VeriSign Sued Over Typosquatting Plans
from the not-looking-good dept
As VeriSign claims that they’re sticking by their SiteFinder plan to hijack all mistyped internet traffic, a company named Popular Enterprises, which appears to be something of a typosquatter themselves is suing VeriSign for SiteFinder, saying they’re abusing their monopoly position and creating unfair competition for other companies who try to help surfers find their intended destination. The company apparently offers a “smart browsing” tool bar that attempts to help people find their proper destination if they put in a typo. Now, with VeriSign’s hijackings, their business is pretty much useless.
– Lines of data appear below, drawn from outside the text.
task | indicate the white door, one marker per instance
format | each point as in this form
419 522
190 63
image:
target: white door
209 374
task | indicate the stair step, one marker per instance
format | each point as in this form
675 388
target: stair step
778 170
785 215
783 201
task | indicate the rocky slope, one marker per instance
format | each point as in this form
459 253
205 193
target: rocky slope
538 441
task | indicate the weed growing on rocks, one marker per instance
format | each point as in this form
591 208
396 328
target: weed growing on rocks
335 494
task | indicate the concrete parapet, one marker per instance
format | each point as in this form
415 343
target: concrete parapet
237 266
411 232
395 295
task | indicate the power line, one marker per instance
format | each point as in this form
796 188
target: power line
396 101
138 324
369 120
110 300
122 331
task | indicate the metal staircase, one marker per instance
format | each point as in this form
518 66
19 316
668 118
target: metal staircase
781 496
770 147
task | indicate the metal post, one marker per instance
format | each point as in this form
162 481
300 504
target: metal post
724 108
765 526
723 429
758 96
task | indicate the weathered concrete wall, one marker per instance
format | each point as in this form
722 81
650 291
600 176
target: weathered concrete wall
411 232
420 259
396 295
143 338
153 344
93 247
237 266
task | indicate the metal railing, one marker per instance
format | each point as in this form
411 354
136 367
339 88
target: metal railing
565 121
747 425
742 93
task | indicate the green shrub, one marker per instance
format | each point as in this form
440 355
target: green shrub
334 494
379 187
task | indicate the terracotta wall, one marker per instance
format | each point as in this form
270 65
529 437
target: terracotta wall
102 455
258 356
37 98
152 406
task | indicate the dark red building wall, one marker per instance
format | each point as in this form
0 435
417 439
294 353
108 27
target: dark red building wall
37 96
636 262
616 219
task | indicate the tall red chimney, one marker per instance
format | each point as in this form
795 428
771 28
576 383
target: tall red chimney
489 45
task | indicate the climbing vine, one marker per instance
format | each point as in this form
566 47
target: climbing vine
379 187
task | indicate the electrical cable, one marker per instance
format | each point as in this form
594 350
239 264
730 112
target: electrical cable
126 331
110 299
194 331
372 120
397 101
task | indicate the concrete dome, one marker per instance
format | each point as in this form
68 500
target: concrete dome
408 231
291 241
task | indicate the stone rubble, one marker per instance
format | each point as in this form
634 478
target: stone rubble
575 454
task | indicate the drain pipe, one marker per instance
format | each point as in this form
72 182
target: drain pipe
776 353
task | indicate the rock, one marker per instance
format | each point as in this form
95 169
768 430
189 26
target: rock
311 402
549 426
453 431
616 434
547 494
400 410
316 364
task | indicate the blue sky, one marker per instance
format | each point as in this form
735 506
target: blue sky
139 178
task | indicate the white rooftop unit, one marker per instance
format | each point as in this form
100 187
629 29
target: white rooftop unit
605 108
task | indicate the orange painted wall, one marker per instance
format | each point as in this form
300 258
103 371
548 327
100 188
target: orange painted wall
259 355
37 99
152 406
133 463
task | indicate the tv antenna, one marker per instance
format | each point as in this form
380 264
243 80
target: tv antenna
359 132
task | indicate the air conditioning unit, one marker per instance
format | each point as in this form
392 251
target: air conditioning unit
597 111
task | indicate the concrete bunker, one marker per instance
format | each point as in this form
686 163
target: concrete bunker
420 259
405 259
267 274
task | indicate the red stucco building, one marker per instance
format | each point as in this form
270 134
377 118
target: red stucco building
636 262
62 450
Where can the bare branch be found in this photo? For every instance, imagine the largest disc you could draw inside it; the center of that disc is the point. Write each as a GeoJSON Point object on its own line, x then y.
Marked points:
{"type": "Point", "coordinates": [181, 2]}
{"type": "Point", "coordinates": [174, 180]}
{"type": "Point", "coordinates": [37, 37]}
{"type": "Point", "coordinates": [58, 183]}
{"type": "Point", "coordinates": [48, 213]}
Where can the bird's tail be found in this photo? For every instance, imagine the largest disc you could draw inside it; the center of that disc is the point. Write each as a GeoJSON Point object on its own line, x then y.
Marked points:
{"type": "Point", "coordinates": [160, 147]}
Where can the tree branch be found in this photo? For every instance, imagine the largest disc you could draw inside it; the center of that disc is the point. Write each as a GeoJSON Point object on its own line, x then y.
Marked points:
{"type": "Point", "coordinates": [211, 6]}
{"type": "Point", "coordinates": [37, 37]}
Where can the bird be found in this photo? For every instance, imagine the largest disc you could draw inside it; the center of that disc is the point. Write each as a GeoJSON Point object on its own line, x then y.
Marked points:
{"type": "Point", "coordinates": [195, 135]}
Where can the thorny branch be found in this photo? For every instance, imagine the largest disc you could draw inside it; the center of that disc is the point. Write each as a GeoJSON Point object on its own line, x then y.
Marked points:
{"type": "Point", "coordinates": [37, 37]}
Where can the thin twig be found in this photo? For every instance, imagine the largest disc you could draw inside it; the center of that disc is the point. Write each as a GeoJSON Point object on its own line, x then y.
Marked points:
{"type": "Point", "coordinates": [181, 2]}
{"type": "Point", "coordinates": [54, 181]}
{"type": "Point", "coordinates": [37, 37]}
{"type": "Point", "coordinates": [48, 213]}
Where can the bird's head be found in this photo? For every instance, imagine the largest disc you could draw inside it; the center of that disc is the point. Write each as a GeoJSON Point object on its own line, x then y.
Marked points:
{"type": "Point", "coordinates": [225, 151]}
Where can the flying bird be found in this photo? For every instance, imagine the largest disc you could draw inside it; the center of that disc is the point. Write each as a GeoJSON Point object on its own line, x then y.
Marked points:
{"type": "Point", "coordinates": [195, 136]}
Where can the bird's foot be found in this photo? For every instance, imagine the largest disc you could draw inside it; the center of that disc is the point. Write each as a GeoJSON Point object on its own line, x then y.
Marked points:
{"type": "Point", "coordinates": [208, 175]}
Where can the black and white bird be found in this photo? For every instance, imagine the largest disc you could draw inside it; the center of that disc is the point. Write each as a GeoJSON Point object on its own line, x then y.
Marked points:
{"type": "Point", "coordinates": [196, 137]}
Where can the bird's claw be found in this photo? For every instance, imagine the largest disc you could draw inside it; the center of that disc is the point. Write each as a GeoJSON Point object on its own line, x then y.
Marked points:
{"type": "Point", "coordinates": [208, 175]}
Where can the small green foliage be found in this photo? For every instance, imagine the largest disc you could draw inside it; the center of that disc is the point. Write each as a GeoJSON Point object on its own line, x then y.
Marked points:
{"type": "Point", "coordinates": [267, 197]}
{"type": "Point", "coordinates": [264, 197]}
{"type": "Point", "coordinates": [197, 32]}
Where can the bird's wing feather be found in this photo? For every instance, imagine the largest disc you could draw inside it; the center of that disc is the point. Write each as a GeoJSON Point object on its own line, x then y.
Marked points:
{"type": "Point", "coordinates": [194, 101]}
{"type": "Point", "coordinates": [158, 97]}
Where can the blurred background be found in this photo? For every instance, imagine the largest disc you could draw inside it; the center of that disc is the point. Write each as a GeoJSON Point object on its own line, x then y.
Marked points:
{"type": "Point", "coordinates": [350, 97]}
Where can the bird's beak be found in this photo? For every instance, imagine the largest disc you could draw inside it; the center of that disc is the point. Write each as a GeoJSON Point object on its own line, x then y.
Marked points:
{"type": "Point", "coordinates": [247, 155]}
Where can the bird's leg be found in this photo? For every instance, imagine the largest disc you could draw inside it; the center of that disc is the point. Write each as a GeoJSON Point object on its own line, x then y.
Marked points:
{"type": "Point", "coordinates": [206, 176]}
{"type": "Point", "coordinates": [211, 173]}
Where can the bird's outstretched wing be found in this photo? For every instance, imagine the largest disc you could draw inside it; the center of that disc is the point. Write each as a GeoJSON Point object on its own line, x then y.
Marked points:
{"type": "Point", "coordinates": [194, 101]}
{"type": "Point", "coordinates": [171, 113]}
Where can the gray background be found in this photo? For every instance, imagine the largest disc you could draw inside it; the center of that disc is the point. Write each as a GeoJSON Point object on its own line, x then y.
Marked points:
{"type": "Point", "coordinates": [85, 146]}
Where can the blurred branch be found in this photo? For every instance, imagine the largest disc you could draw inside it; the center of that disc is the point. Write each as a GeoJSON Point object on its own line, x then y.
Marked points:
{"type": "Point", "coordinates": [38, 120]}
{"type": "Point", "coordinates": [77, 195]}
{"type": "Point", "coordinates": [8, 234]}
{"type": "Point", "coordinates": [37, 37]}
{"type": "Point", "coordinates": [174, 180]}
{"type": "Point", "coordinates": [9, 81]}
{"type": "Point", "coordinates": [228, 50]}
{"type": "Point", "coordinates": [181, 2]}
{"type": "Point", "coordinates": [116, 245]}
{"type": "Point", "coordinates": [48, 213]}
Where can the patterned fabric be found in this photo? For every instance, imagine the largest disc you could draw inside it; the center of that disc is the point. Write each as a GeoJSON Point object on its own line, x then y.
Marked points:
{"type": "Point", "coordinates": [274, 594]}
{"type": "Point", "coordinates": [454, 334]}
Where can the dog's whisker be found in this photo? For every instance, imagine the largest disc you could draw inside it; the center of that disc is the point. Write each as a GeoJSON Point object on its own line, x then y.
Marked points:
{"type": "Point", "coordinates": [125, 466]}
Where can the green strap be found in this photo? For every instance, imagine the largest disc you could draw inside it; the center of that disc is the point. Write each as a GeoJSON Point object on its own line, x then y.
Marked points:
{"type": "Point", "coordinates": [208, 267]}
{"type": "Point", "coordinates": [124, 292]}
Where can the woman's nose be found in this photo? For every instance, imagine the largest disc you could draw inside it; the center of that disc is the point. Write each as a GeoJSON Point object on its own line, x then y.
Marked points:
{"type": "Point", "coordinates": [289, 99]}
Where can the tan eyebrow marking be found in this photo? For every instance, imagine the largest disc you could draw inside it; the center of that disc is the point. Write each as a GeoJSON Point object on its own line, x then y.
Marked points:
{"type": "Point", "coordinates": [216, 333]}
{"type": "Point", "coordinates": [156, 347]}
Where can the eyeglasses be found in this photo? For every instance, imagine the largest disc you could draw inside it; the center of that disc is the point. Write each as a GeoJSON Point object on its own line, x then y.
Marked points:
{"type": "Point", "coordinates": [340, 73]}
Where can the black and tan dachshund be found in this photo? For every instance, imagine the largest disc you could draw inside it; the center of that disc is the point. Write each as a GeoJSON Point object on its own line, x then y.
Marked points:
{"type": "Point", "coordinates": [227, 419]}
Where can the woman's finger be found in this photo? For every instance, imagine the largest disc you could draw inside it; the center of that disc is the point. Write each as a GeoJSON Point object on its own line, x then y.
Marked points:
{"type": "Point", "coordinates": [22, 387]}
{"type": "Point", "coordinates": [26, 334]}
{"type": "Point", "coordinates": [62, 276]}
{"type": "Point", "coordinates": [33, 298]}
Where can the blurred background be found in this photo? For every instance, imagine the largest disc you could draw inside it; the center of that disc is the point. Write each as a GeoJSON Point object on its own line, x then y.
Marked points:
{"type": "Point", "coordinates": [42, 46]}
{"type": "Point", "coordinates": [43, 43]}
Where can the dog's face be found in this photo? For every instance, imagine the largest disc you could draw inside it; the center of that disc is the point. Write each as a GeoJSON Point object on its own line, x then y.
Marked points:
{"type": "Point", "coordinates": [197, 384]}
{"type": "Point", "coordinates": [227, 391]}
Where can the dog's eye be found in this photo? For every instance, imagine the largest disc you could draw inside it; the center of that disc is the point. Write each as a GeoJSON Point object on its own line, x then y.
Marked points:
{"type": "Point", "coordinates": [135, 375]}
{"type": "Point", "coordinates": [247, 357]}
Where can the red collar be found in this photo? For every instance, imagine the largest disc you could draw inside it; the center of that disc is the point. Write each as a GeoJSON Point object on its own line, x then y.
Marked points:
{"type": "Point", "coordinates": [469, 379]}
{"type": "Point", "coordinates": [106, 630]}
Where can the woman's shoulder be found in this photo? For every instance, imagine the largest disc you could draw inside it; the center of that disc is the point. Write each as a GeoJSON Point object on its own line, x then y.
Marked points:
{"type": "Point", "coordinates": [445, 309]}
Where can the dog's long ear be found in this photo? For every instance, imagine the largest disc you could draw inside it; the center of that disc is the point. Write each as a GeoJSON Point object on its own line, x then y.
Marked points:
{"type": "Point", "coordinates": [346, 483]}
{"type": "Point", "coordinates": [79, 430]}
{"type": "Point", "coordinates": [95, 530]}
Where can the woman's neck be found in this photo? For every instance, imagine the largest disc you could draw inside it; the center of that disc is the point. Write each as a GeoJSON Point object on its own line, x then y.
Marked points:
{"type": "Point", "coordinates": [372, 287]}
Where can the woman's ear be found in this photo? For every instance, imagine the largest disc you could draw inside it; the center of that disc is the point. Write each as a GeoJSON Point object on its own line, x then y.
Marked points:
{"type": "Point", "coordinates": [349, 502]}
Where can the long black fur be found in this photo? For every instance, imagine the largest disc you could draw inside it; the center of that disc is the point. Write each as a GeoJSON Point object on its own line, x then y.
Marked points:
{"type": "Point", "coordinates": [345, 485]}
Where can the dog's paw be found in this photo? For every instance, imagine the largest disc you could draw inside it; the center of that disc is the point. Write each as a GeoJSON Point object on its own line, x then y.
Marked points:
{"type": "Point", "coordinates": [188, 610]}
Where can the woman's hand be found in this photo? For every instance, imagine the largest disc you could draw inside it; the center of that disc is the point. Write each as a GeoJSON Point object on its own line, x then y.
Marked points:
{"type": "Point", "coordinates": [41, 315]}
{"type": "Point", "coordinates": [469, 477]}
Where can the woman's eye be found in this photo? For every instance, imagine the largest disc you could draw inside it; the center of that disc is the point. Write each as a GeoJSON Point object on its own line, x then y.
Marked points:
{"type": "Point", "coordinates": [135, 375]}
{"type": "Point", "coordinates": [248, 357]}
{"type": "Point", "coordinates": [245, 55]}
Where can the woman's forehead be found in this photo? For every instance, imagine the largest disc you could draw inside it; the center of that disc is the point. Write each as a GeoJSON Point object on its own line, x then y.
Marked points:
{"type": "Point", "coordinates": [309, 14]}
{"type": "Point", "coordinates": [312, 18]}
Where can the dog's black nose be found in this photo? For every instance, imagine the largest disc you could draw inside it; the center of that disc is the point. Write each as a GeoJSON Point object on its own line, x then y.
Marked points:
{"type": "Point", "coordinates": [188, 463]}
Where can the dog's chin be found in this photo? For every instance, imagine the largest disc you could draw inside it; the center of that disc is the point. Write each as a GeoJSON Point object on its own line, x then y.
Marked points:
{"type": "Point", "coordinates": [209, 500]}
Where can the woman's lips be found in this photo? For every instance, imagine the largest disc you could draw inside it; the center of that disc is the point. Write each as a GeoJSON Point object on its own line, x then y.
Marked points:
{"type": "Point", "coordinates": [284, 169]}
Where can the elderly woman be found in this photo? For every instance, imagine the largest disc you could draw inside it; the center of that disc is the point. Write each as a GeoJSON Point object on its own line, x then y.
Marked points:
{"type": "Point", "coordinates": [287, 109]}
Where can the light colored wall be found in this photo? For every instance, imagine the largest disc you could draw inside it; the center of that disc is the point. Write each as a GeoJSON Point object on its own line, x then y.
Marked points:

Meanwhile, not only are their technical and legal concerns about SiteFinder, privacy advocates say the site is doing some questionable things concerning visitors’ privacy as well. With all this noise, I’m actually surprised that VeriSign hasn’t caved yet.
Comments on “VeriSign Sued Over Typosquatting Plans”
The ISPs must be on top of this
Yesterday, unkown websites were coming through as “No data in document” errors. I saw it as resolving to the sitefinder IP, but pinging didn’t have any return hits. This morning, I think to do a traceroute (tracert, tracerte depending on your OS) and find that I’m now getting the correct response of Unknown host!
I suspect that Comcast (Hi Mike!) patched their BIND, or whatever they use for DNS, I’m too lazy to find out last night, and yesterday just blocked access to the IP yesterday in it’s routers. I notice today that the site has also changed it’s IP number as well.